15β-Hydroxycyproterone acetate

Clinical data
- Other names: 15β-Hydroxy-CPA; 15β-OH-CPA; 6-Chloro-15β,17α-dihydroxy-1α,2α-methylenepregna-4,6-diene-3,20-dione 17α-acetate; 6-Chloro-1,2α-methylene-15β,17α-dihydroxy-δ^{6}-progesterone 17α-acetate

Identifiers
- IUPAC name (1R,3aS,3bR,8bS,8cS,10aS)-1-acetyl-5-chloro-3-hydroxy-8b,10a-dimethyl-7-oxo-1,2,3,3a,3b,7,7a,8,8a,8b,8c,9,10,10a-tetradecahydrocyclopenta[a]cyclopropa[g]phenanthren-1-yl acetate;
- CAS Number: 65423-26-9 114884-50-3 (non-specific stereochemistry);
- PubChem CID: 10025840;
- ChemSpider: 170395;
- UNII: 54AF4JYT3F;

Chemical and physical data
- Formula: C_{24}H_{29}ClO_{5}
- Molar mass: 432.94 g·mol^{−1}
- 3D model (JSmol): Interactive image;
- SMILES CC(=O)[C@]1(CC([C@@H]2[C@@]1(CC[C@H]3[C@H]2C=C(C4=CC(=O)[C@@H]5C[C@@H]5[C@]34C)Cl)C)O)OC(=O)C;
- InChI InChI=1S/C24H29ClO5/c1-11(26)24(30-12(2)27)10-20(29)21-14-8-18(25)17-9-19(28)13-7-16(13)23(17,4)15(14)5-6-22(21,24)3/h8-9,13-16,20-21,29H,5-7,10H2,1-4H3/t13-,14-,15+,16+,20?,21-,22+,23+,24+/m1/s1; Key:HRANPRDGABOKNQ-XHLVMSDXSA-N;

= 15β-Hydroxycyproterone acetate =

Chemical compound

15β-Hydroxycyproterone acetate (15β-OH-CPA) is a steroidal antiandrogen and the major metabolite of cyproterone acetate (CPA).

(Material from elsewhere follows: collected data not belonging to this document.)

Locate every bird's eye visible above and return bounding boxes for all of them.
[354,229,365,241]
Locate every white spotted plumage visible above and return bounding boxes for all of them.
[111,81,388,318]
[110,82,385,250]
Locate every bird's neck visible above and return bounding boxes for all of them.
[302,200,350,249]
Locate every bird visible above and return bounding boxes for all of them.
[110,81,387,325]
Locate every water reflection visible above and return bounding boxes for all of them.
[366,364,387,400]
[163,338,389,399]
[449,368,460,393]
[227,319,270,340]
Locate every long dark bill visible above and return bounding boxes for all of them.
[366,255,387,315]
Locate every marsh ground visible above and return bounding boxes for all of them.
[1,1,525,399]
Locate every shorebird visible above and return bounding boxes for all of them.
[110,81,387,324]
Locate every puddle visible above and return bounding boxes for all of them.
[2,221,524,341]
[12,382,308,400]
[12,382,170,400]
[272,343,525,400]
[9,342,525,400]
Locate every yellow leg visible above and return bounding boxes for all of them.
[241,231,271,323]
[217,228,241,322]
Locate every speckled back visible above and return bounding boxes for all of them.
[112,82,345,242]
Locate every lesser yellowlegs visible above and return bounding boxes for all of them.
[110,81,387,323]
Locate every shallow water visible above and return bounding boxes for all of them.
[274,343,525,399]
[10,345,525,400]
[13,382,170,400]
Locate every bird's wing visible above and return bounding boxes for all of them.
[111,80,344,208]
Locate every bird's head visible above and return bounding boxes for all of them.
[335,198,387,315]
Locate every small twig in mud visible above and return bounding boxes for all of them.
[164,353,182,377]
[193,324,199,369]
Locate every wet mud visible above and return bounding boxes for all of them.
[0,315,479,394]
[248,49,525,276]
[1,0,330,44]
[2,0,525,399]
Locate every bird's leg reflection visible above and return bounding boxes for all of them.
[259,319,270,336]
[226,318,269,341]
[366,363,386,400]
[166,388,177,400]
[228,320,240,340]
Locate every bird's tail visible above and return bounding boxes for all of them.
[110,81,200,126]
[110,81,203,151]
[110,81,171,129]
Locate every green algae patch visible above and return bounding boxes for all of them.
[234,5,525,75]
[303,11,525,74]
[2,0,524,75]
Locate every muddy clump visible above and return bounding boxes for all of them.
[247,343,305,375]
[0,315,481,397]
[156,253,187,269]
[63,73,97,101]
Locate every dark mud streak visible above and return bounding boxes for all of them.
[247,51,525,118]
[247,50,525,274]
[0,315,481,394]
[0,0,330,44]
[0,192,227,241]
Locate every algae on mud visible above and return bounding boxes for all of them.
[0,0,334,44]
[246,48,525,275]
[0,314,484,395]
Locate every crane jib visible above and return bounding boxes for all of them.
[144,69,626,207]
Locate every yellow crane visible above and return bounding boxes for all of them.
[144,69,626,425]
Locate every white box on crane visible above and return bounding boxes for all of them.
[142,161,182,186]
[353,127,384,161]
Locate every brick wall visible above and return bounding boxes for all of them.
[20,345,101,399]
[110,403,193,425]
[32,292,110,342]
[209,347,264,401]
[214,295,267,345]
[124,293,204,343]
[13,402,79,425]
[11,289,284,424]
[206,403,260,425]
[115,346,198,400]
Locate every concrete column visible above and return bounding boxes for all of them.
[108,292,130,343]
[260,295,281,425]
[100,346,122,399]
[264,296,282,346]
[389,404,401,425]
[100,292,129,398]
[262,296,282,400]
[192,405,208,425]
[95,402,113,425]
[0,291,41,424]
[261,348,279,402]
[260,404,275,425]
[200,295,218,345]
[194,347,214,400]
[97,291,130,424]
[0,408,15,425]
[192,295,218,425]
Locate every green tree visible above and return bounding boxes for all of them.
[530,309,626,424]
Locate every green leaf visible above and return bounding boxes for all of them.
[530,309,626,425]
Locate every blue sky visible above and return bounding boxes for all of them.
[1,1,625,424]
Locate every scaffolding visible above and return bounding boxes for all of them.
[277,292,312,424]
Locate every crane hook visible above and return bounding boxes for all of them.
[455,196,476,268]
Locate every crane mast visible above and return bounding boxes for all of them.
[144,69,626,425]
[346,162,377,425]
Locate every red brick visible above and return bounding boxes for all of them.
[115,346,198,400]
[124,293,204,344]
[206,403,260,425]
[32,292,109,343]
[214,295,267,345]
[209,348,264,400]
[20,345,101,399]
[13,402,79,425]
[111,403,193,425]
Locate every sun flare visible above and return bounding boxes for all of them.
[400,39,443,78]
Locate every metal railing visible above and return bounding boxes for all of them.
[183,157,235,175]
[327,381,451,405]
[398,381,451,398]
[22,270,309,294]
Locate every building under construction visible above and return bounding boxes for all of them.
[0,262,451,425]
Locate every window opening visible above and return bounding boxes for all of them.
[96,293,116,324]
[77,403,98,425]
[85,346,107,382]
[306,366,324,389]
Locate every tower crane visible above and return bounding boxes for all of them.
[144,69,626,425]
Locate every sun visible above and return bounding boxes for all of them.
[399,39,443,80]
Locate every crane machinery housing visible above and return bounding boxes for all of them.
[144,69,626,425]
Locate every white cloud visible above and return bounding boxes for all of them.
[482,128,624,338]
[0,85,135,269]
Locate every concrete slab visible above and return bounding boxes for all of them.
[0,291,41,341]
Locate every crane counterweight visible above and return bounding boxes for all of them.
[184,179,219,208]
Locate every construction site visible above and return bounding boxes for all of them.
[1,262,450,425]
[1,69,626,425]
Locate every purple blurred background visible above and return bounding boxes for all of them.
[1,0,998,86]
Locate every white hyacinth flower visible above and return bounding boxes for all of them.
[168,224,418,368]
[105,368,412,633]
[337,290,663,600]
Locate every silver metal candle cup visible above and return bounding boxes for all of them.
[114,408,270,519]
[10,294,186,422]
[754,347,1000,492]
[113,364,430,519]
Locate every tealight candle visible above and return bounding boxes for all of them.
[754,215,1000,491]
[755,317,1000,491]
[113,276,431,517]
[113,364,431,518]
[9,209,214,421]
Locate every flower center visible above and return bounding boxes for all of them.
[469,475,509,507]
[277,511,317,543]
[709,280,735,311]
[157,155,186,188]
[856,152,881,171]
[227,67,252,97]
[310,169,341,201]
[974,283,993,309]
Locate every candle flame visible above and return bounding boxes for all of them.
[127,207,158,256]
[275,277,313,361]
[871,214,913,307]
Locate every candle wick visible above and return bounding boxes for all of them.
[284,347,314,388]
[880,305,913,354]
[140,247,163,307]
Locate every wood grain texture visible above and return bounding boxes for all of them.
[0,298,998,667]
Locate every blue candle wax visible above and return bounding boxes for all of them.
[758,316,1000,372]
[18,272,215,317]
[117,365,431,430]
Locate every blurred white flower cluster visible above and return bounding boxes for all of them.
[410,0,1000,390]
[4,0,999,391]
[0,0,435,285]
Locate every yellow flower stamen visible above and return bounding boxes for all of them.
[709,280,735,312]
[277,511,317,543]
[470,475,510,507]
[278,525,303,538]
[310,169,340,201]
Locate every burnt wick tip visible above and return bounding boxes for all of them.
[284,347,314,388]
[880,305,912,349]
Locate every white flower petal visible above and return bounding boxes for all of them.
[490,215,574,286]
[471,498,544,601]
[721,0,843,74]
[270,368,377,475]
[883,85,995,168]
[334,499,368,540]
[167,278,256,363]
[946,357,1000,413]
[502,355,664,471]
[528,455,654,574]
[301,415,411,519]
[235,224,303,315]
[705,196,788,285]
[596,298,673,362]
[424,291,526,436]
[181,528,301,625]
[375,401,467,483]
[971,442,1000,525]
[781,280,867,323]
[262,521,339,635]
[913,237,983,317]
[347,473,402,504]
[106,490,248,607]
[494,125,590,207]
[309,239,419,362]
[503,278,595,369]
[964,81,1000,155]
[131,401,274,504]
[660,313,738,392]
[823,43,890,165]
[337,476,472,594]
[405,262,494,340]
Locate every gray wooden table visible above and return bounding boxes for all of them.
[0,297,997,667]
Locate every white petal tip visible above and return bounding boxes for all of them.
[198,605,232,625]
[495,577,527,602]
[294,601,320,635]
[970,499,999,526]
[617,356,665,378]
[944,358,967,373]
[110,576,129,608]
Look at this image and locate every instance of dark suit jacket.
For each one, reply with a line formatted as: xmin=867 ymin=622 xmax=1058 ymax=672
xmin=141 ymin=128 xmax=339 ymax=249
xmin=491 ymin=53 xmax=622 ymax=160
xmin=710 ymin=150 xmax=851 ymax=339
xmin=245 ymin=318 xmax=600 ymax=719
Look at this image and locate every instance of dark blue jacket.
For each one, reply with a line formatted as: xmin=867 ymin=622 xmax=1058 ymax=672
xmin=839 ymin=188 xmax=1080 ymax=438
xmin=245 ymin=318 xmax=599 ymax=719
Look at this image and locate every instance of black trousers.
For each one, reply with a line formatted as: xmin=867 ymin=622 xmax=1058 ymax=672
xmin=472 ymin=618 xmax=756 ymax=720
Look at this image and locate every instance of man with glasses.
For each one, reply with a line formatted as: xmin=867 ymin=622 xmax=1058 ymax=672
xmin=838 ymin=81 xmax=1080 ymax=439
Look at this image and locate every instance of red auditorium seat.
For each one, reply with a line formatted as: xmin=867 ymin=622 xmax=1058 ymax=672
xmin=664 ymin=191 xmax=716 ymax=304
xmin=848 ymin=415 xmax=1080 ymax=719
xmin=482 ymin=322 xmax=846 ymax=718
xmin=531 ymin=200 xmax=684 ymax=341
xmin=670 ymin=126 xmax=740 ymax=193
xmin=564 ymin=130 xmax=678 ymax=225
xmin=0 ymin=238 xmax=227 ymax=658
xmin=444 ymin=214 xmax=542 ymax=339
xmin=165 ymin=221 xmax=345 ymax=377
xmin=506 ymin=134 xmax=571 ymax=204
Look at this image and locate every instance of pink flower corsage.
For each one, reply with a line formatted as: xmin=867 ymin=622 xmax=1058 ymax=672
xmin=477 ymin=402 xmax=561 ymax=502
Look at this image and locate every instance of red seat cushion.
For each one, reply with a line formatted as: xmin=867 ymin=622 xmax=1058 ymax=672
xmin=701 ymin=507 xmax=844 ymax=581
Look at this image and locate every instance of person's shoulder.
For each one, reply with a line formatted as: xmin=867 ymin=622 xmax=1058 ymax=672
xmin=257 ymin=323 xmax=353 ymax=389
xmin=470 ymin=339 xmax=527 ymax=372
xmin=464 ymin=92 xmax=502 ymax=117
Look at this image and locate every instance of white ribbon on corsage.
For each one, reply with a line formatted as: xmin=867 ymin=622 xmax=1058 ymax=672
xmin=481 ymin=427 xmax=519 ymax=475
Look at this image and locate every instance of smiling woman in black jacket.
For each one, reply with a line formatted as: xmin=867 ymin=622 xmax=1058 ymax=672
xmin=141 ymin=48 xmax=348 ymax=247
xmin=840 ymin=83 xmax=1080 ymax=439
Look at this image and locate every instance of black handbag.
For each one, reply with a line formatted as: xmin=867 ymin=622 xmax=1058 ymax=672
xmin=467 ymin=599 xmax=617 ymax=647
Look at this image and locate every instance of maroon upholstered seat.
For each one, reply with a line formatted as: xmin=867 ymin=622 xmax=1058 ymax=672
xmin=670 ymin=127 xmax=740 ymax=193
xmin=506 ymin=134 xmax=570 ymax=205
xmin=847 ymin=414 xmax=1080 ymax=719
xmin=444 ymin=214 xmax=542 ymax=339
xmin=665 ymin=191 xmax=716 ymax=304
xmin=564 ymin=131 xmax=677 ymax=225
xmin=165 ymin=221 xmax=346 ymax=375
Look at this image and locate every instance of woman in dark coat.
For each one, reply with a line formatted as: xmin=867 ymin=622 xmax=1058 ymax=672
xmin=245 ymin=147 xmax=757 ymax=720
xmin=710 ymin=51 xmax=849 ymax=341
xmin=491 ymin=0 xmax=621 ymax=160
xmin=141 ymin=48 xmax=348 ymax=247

It is formed from CPA in the liver by hydroxylation via the cytochrome P450 enzyme CYP3A4. During therapy with CPA, 15β-OH-CPA circulates at concentrations that are approximately twice those of CPA. 15β-OH-CPA has similar or even greater antiandrogen activity compared to CPA. However, it has only about one-tenth of the activity of CPA as a progestogen. 15β-OH-CPA also shows some glucocorticoid activity, similarly to CPA and unesterified cyproterone.